One day cancer patients would receive treatment dependant on their genes.
With an increasing number of biological clues available to help predict cancer, doctors hope they will soon customize patients' treatments based on their genetic profiles.
In research presented at a meeting of the European Cancer Organization in Barcelona, experts said this week that these clues will help doctors determine not only which patients will probably develop cancer, but even those who will relapse, or be suitable for specific treatments.
"We are going to witness a revolution in cancer treatment," said Dr. Martine Piccart, head of medicine at the Institut Jules Bordet in Belgium.
"In a few years, we will be able to fully demonstrate how powerful these new technologies are."
Piccart and colleagues have been working to confirm the genetic sequences for women susceptible to breast cancer.
On Monday, German researchers said they had developed a test to identify cancer cells circulating in the blood of breast cancer patients.
That could potentially enable doctors to catch cancer cells en route to another location - and give them time to intervene to prevent a tumor.
Dr. Julia Juckstock and colleagues from the University of Munich analyzed blood samples from 1,767 women with breast cancer before they were treated, and compared them to samples taken from 852 of the same patients after they had finished chemotherapy.
In a small percentage of patients tested after chemotherapy, researchers found evidence of tumor cells in transport.
"This is a fascinating development," said Dr. John Smyth, a professor of medical oncology at the University of Edinburgh, who was unconnected to the Munich study.
Instead of a blanket approach to treatment, Smyth said that the test could help doctors pinpoint those women in whom breast cancer was likely to spread and needed extra care.
Tailoring treatment based on patients' genes is not new; experts have been deciding how to treat women with breast cancer depending on their tumor type for the last few years.
Doctors run a simple genetic test to see which 20 percent of women with breast cancer will actually benefit from chemotherapy, making the toxic side effects worthwhile.
But learning more about breast cancer has also given experts new tools to fight other cancers.
Another study at the Barcelona meeting presented on Tuesday found an unexpected twist: patients with a certain overactive breast cancer gene were also less likely to respond to chemotherapy for lung cancer.
"We know quite a bit about breast cancer genes, and now we're looking into the black box of what role they might play in other cancers," said Dr. Gordon McVie, a cancer expert at the European Institute of Oncology.
The breast cancer gene involved has several functions including helping with cell repairs. But if it is not acting properly it can contribute to a greater risk of breast cancer.
If a person has lung cancer, the malfunctioning gene makes the tumor especially aggressive, meaning that patient will probably not improve even if given chemotherapy.

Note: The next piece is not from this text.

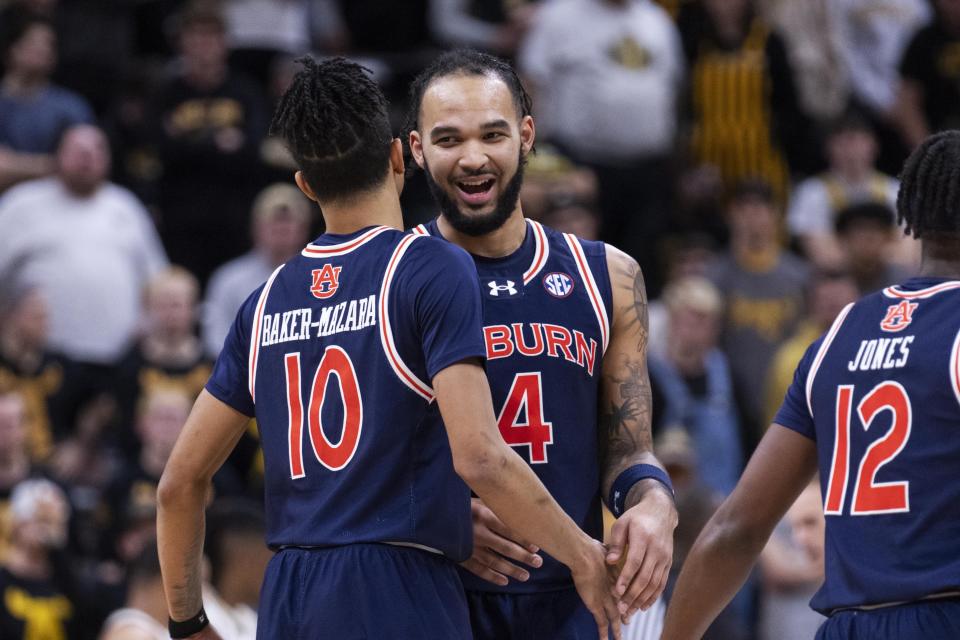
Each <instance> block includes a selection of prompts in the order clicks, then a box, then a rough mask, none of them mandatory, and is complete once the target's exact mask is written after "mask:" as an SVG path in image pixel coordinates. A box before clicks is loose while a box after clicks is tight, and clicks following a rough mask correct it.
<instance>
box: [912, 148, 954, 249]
mask: <svg viewBox="0 0 960 640" xmlns="http://www.w3.org/2000/svg"><path fill="white" fill-rule="evenodd" d="M897 222H898V223H901V224H903V225H904V229H905V231H907V232H908V233H910V234H911V235H912V236H913V237H914V238H920V237H922V236H924V235H926V234H929V233H935V232H946V233H960V131H956V130H954V131H943V132H940V133H937V134H935V135H932V136H930V137H929V138H927V139H926V140H924V141H923V144H921V145H920V146H919V147H917V148H916V149H915V150H914V152H913V153H912V154H910V157H909V158H907V162H906V164H904V166H903V172H902V173H901V174H900V193H899V194H898V195H897Z"/></svg>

The patient will likely become sick from powerful medicine without benefit.
The problem, McVie said, is that even though researchers may understand a little about what a thousand of the genes involved in cancer do, there are about 31,000 others that they don't.
Several teams have already mapped out gene profiles that scientists suspect make women more likely to develop breast cancer, but have for the most part identified different genes.

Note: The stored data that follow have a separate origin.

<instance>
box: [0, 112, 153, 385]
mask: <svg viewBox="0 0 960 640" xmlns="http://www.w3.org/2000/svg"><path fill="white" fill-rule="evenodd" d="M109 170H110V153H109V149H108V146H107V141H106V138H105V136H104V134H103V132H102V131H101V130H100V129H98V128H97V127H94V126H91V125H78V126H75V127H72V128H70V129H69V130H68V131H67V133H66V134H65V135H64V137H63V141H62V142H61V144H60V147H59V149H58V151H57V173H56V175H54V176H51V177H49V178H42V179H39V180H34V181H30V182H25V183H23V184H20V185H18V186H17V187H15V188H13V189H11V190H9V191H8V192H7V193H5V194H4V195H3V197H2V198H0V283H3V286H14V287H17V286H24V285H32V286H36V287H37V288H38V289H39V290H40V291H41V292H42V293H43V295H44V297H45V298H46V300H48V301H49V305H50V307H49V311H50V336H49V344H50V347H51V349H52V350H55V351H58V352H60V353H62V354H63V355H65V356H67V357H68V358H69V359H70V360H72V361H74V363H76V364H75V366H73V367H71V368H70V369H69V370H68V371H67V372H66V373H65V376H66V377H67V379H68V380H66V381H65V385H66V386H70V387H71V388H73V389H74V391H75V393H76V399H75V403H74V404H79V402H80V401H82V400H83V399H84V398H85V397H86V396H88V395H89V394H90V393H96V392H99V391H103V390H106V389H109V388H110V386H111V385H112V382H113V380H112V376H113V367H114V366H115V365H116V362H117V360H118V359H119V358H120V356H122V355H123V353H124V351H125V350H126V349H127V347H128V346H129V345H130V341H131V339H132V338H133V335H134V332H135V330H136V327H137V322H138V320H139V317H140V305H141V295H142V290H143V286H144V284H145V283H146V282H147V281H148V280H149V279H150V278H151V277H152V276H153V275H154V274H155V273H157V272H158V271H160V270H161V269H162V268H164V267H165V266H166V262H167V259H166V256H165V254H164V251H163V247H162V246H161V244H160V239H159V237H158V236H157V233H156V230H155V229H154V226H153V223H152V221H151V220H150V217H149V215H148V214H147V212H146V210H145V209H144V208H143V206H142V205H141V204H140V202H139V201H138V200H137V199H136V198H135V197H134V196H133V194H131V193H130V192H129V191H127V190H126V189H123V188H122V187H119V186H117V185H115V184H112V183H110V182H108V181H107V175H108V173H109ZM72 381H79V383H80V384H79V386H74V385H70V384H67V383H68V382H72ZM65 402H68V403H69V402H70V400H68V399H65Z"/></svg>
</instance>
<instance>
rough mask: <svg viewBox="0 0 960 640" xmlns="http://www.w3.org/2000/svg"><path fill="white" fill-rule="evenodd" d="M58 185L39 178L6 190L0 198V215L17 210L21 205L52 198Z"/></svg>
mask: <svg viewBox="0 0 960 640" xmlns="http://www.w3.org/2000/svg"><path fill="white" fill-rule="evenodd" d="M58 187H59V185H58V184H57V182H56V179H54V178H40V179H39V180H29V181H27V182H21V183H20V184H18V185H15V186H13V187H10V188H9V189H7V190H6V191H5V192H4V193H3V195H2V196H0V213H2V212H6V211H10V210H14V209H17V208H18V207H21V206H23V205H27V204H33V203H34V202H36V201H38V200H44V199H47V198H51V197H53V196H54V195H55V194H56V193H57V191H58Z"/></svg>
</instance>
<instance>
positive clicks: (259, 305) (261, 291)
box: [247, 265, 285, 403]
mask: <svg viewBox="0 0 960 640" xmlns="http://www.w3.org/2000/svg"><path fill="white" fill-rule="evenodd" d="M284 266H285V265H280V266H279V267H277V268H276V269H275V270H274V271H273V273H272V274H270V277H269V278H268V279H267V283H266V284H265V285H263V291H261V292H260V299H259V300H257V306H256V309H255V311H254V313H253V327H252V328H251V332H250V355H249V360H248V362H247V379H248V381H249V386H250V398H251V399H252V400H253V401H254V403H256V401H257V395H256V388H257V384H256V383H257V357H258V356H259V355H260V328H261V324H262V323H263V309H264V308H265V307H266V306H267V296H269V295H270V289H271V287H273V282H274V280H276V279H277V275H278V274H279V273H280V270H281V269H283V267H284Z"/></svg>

Other studies presented in Barcelona on Tuesday identified genes that could triple a woman's risk of ovarian cancer, as well as molecular profiling to predict which colon cancer patients would benefit from chemotherapy.
Cancer is an incredibly complicated disease, and is influenced by other variables like diet and environmental exposure. Even if researchers can identify the genetic components responsible, many factors remain beyond doctors' control.
"We haven't had any big genetic hits," McVie said, explaining that while scientists have identified genes that predispose people to cancers including breast, bowel, ovarian and colon, those make up only a small amount of all cancers.
"Cracking the genetic code is still a very imprecise science," he said.
But because cancer is a biological problem that strikes when cells divide irrationally, some experts believe the ultimate solution will also be a biological one.
"We need to understand the genetic reasons behind cancer and what collides with the environment to make something go wrong in our bodies," Smyth said.
The real test, however, will be if doctors can then figure out what to do next. "It's never encouraging to say to a patient that she's going to do poorly because of her genes," Piccart said. "We need to be able to offer patients an effective treatment."